実はパソコンではなく、スマホでこれを書いていたりします。ベッドに寝転がって小説書くのが日課になっていたりするんですね・・・・・

 一時限目、二時限目と、やたら長く感じた授業を淡々とこなしていき、ようやく六時限目が終了して帰りのHRとなった。しかし呼び出しの時間まで、大体一時間半くらいはまだ暇が開く。はてさてどのようにして過ごすべきか。


 いや、そんなことの前にだ。呼び出し先の場所に行く前に、やらなきゃいけないことが一つだけある。あの引っ付き虫の咲夜を引き離すことだ。

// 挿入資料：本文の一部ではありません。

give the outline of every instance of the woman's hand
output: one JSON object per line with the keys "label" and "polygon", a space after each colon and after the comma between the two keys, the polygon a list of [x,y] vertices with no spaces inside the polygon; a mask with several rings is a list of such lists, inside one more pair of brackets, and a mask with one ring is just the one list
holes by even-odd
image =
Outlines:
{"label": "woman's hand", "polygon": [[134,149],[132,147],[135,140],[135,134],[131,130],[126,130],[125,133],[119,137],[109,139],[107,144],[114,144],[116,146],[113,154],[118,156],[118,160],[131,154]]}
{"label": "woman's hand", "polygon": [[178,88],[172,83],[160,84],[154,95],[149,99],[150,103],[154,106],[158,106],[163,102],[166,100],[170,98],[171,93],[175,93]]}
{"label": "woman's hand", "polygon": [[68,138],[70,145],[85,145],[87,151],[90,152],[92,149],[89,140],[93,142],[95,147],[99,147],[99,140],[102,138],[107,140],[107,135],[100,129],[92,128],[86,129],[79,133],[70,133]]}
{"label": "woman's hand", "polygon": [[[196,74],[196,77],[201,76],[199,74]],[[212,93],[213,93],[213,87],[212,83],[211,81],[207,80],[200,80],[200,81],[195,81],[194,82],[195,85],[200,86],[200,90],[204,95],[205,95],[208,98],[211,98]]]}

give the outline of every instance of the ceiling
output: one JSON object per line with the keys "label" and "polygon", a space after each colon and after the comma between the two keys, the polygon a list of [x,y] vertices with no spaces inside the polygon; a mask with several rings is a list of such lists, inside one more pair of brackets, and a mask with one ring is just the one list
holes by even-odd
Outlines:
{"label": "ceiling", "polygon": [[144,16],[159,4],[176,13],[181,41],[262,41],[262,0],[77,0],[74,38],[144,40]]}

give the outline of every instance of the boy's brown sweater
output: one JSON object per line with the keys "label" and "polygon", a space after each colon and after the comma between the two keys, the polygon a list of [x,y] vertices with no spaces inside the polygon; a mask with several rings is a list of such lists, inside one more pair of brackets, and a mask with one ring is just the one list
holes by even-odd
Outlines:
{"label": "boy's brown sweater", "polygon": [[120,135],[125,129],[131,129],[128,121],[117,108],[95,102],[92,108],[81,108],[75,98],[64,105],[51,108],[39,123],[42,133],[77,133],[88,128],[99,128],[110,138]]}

 いつものように帰りのHRが終わったら咲夜は教室にやってくるだろう。俺と一緒に帰るために。しかしながら今日はそうもいかないだろう。もしかしたら俺は告白されることになるかもしれない可能性があるのに、咲夜を一緒に連れていけばどうなるか……。暴走した勢いで相手を傷付ける可能性だってないこともない……と思う。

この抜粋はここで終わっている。